“There are a couple of points diametrically opposed to our government programme,” said Austria's Vice-Chancellor Heinz-Christian Strache, head of the far-right Freedom Party (FPÖ) that currently shares power with the centre-right People's Party (ÖVP).
The Global Compact for Migration, whose final text was backed by UN member states in July after 18 months of negotiations, pledges to boost cooperation in addressing the world's growing flows of migrants.
Without detailing exactly which aspects of the document Vienna took issue with, Strache insisted that migration was an area over which every country should be able to decide “with full autonomy and sovereignty.”
Chancellor Sebastian Kurz, of the centre-right ÖVP, said there were aspects of the pact that “placed an obligation on the host countries that we regard highly critically.”
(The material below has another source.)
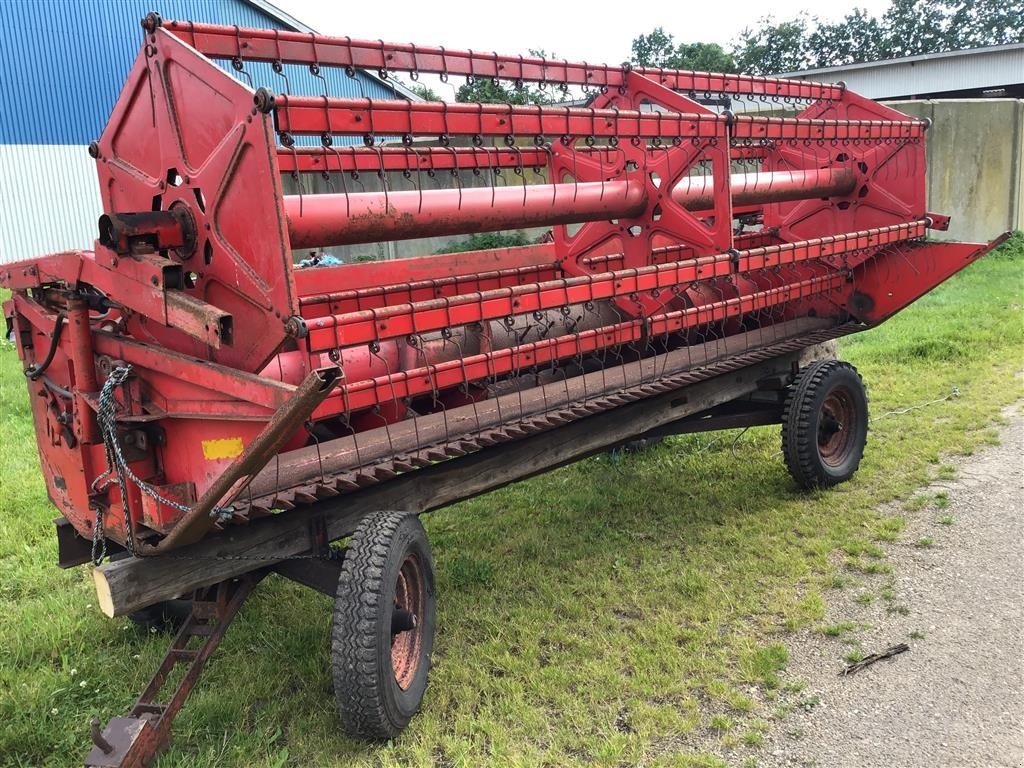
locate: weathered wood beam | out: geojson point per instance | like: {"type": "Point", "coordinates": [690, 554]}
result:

He did not specify whether Austria intends to vote against the non-binding pact, the first international document on managing migration.
It is set to be adopted during a conference in Morocco on December 10-11.
Hungary's anti-immigration prime minister Viktor Orban said in July that Budapest would boycott the pact because it was “dangerous for the world and Hungary” and would “inspire millions to set out on the road”.
In Warsaw on Tuesday, the Polish interior ministry said it would vote against the pact as it risked “encouraging illegal migration.”
In December, the United States said it was quitting negotiations on the pact because of provisions “inconsistent with US immigration and refugee policies”.
Vienna said Austria and Switzerland were in the process of drawing up a joint position on the matter.
A number of opposition politicians in Austria have condemned a stance that they say aligns Vienna with the “reactionary states in the east.”
The UN pact lays out 23 objectives to open up legal migration and better manage flows of people as the number on the move worldwide has increased to 250 million, or three percent of the world's population.